Kolbert quotes Robert Socolow, co-director of the Carbon Mitigation Initiative funded by BP and Ford:
“I’ve been involved in a number of fields where there’s a lay opinion and a scientific opinion. And in most of the cases, it’s the lay community that is more exercised, more anxious. If you take an extreme example, it would be nuclear power, where most of the people who work in nuclear science are relatively relaxed about very low levels of radiation. But in the climate case, the experts—the people who work with the climate models every day, the people who do ice cores—they are more concerned. They’re going out of their way to say, ‘Wake up! This is not a good thing to be doing.’”
Yet here in Oregon our state climatologist is going around giving talks where he tries to put people to sleep, assuring them that natural cycles are mostly responsible for global warming and that this state’s current drought is “nothing more than a blip in the long-term history of the area’s climate.” That’s irresponsible. It would be irresponsible if Taylor was speaking just for himself. It is doubly irresponsible when he speaks as Oregon’s climatologist.
Halfway across the world, “Australia's Greenhouse Gas Scientists Declare Climate Emergency.” But Oregon’s climatologist says, “No worries, mate.” A Business Week cover story says, “Consensus is growing among scientists, governments, and business that they must act fast to combat climate change. This has already sparked efforts to limit CO2 emissions. Many companies are now preparing for a carbon-constrained world.” But Oregon’s climatologist says, “Not to worry.”
Optimism is wonderful. Unless it blinds you to reality.
Here’s how Elizabeth Kolbert ends her series in The New Yorker:
“No matter what we do at this point, global temperatures will continue to rise in the coming decades, owing to the gigatons of extra carbon dioxide already circulating in the atmosphere. With more than six billion people on the planet, the risks of this are obvious. A disruption in monsoon patterns, a shift in ocean currents, a major drought—any one of these could easily produce streams of refugees numbering in the millions. As the effects of global warming become more and more apparent, will we react by finally fashioning a global response? Or will we retreat into ever narrower and more destructive forms of self-interest? It may seem impossible to imagine that a technologically advanced society could choose, in essence, to destroy itself, but that is what we are now in the process of doing.”
I’m worried. George Taylor should be too.

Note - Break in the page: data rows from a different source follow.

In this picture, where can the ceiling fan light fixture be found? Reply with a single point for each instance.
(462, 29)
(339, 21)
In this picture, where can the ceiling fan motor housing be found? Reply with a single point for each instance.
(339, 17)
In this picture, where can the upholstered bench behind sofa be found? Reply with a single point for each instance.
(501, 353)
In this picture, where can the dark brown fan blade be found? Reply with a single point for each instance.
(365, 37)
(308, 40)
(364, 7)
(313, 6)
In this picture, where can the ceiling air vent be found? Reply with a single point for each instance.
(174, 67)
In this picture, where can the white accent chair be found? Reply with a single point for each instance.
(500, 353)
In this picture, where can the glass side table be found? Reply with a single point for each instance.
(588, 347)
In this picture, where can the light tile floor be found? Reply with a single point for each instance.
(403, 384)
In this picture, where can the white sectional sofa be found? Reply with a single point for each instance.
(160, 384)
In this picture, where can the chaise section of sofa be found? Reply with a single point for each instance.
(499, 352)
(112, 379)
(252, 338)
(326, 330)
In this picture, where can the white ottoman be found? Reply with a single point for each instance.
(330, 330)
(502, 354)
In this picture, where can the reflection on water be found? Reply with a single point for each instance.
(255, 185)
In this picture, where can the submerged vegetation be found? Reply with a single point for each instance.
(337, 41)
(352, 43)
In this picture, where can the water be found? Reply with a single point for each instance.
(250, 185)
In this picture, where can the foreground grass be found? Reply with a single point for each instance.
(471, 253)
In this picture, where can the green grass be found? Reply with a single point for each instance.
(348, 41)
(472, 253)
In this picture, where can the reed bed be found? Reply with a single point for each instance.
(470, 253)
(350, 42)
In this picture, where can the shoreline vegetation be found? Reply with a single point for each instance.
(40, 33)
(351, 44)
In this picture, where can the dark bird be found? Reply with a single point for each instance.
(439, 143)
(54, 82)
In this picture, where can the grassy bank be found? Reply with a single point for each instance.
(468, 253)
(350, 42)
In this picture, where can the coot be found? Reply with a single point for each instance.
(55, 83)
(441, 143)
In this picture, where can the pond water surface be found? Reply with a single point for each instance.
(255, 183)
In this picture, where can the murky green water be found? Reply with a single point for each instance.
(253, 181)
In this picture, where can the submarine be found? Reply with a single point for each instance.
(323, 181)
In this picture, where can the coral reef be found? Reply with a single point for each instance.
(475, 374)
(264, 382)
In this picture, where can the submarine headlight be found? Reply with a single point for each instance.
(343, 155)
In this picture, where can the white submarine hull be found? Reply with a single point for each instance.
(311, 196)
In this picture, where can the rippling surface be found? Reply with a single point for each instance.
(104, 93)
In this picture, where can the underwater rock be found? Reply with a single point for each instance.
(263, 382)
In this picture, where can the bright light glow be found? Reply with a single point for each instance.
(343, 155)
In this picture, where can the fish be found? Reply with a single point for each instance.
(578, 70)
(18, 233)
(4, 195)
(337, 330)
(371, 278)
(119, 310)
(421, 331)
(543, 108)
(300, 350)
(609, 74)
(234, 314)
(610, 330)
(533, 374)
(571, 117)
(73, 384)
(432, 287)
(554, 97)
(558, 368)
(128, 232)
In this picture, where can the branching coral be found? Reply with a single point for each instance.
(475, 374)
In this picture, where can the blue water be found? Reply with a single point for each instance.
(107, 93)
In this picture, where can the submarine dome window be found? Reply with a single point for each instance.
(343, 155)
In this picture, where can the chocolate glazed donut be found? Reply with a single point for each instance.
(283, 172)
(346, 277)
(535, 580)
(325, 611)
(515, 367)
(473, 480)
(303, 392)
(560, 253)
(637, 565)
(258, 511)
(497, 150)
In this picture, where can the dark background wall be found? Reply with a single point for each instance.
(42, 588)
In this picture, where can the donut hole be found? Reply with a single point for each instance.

Interesting article:http://www.ocs.orst.edu/page_links/publications/taylor_response.html
After discussing the fact that those pesky Scientists use only a short time period in the evaluation, over and over... we find this:
willamette week article: "Taylor's review said the authors of the Arctic study looked at only the last 35 years, ignoring data from the 1930s that show conditions were comparable to those of today. "Why not start the trend there?" he wrote. "Because there is no net warming over the last 65 years?""
"It's not clear what report Taylor was reading. In fact, the Arctic study takes into account an entire thousand years and places the Arctic in the context of the entire globe."
"In fact, the report does list most of Taylor's references-among hundreds of others."
taylor: My review of the Arctic Climate Impact Assessment was made shortly after its release in November, 2004. I reviewed a very cursory summary, and made my comments based on that summary. A longer report was issued in June, 2005, and I have not published comments on that report, but I was pleased to see that more detail and many additional references had been added. These included most of the journal articles I had listed in my review, so perhaps my review enabled the authors to bring more balance to their report. Perhaps, in a sense, I served as an unofficial peer reviewer.
Notice, he didn't acknowledge the mistake that he had continued to several times during the Q&A session.